For your second question, token 0 in StyleTTS was used as SOS and EOS instead of blank. Blank is index 16. You can see there is no SOS and EOS in StyleTTS. Also, for the text aligner, we removed the SOS token at the beginning of the attention, so it doesn't matter in the end.
@shaun95 Were you able to get reasonable results by training everything from scratch? I also retrained AuxiliaryASR and PitchExtractor, but training StyleTTS I am not able to achieve good results for a multi-speaker dataset I am using.
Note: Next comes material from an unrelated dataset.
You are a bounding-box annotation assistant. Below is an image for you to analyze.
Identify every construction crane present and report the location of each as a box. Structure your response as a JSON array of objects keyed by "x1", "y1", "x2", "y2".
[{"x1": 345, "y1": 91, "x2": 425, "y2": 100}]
@lexkoro I was able to train all the necessary models from scratch, I had to make some guesses on some code on the AuxiliaryASR, since if you compare the code (models) they are some slight differences with those provided under StyleTTS repo. While the StyleTTS speaks, there are some quality issues like short pauses inserted between words, especially on long utterances, and some phonemes repeat which reminded me of the old gen of Tacotrons. I am guessing it has something to do with the TMA code I trained from scratch with my adaptations. It's a pity as it takes a long time to get all of these separate models to train and put them together. Currently the quality I get is not as the reference implementation though the emotion is definitely working, but overall the TTS quality is still not on par with the demo samples. Incidentally, I am using different female speaker dataset and I also am not training on multiple speakers.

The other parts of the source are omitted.